At a time when BYJU’S has been making headlines for raising capital in India, the edtech giant’s US arm has come under the scanner as lenders accused it of hiding $500 million, stated a Bloomberg report on Friday.
The accusation, part of the legal tussle between creditors and BYJU’S, and came up at a court hearing over who should control BYJU’S Alpha.
BYJU’s, however, denied the allegation “This is entirely incorrect… this is an interim order of a Delaware Court to maintain status quo in relation to BYJU’S Alpha, a non-operative US entity set up to receive the Term Loan B, with no employees,” said the spokesperson at BYJU’S.
The litigants claimed that BYJU’S moved $500 million from BYJU’S Alpha. “The transfers were in full compliance of and did not contravene any terms of the parties’ Credit Agreement and the agreed-upon rights and responsibilities,” the person added.
BYJU’s made headlines last week when it closed $250 million in a fresh funding round from US-based fund manager Davidson Kempner Capital Management.

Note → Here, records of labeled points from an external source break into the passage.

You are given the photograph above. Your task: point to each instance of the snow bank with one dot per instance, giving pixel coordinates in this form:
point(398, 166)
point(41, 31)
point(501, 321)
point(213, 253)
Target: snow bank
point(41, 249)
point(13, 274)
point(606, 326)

The company is currently understood to be in the final stages of negotiations to close another $750 million by the end of the month.
The current dispute comes as a setback once again to BYJU’s which has of late been mired in controversy for more reasons than one.
Earlier this month, the Enforcement Directorate (ED) — India’s financial crime agency —carried out searches in three of BYJU’S offices in the Indian city of Bangalore, which allegedly revealed that its parent firm, Think & Learn Pvt Ltd, had received foreign direct investment of nearly Rs 28,000 crore between 2011 and 2023. The company remitted Rs 9,754 crore to various foreign jurisdictions between 2011 and 2023 in the name of overseas direct investments, the agency added.
Last month, private equity firm BlackRock, which holds a minority stake in BYJU’S, had marked down its valuation to $11.15 billion.
Earlier, Netherlands-based technology investor Prosus had written down the value of its existing 9.67% stake in the decacorn to a mere $578 million at the end of the September quarter, thereby pegging its valuation at about $5.9 billion.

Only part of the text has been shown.